Friday, March 20, 2009

SQL engine dialect in SQLAlchemy

Object relational mapping technology is used in object-oriented systems to provide a layer between the objects in the system, and the underlying relational database system. ORMs help reduce the time investment, and thus the cost as well, during development because developers can still think in an object-oriented way while interacting with the database. Tables in the database are classes in the code. Instances of these classes are rows in the database tables. This is an over-simplification of the problem. It isn't quite so straightforward as to generate standardized SQL statements based on what the instance is doing in the code. Not all database systems use a standard set of SQL. To further complicate matters, the various popular database systems don't even support the same features.

In any given language, there are different dialects of that language. For instance, if two people were engaged in a conversation, one person from the west coast of the country, the other from the east, there is bound to be some ambiguity even though they are speaking the same language. This could arise from a number of factors such as politics, or culturally-related customs. The same effect happens in technology. The language is SQL and while some database systems are very similar in some ways, they can be just different enough to cause an application to require a huge amount of duplicated code just so that the application can support multiple database systems. These are the systems that are supposed to speak the same language. SQLAlchemy addresses this issue by introducing the concept of a dialect. Every database system supported by SQLAlchemy defines a dialect. This isn't just a dialect for the SQL language alone but rather for the entire database system. We can do a lot more than merely execute SQL statements with SQLAlchemy so this is a requirement of the Dialect interface. This interface specifies what each dialect for a specific database must look like. For instance, with a specific dialect, we can specify whether the database accepts unicode SQL statements or not. With SQLAlchemy, there are other classes that do work related to communication with the database such as preparing SQL statements and generating schemas. All these are specified in the Dialect interface.

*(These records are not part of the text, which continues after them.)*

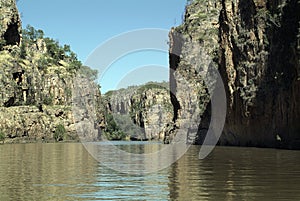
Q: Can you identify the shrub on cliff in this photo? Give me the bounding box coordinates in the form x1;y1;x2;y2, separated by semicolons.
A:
0;132;5;143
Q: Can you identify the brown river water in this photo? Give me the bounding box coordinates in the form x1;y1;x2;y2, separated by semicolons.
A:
0;142;300;201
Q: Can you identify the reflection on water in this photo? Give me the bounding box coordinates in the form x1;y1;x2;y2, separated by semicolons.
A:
0;143;300;200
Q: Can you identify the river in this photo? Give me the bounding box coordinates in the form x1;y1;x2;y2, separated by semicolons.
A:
0;143;300;201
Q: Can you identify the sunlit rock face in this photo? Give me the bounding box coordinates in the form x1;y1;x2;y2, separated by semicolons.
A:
0;0;101;142
106;83;173;140
0;0;21;48
166;0;300;149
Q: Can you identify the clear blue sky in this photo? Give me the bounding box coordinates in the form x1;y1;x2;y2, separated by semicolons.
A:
18;0;186;92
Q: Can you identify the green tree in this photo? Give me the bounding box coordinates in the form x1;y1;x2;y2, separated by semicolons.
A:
0;132;5;143
20;43;27;59
22;24;44;42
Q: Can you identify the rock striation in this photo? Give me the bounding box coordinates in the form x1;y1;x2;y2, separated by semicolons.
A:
104;83;173;140
166;0;300;149
0;0;101;143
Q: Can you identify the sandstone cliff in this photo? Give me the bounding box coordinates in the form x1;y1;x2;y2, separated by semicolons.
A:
166;0;300;149
0;0;100;142
106;83;172;140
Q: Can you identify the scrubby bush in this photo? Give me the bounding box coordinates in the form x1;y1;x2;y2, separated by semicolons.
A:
0;132;5;143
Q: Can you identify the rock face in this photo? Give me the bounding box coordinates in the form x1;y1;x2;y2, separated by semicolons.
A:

SQLAlchemy also defines a DefaultDialect class which provides the Dialect interface. This class actually implements some of the methods and attributes specified by the Dialect interface. Some of these methods and attributes are common across all supported database systems. The attributes and methods that are specialized for any given database, are simply overridden by that particular dialect implementation.

When a connection is established in SQLAlchemy, it will construct a new engine instance. This engine will then use the dialect specified in the connection string. For example, mysql would be considered a dialect. Method calls made through the constructed database engine instance are then delegated to the dialect. The dialect will then act accordingly for the database system it is using.

The Dialect interface and the implemented dialect classes in SQLAlchemy serve as a good example of polymorphism in object-oriented programming. There is a single interface that is used to invoke behavior and that behavior varies by type. This is a resilient design because it is loosely coupled and highly replaceable. We can implement our own database dialect and plug in into SQLAlchemy if we are so inclined.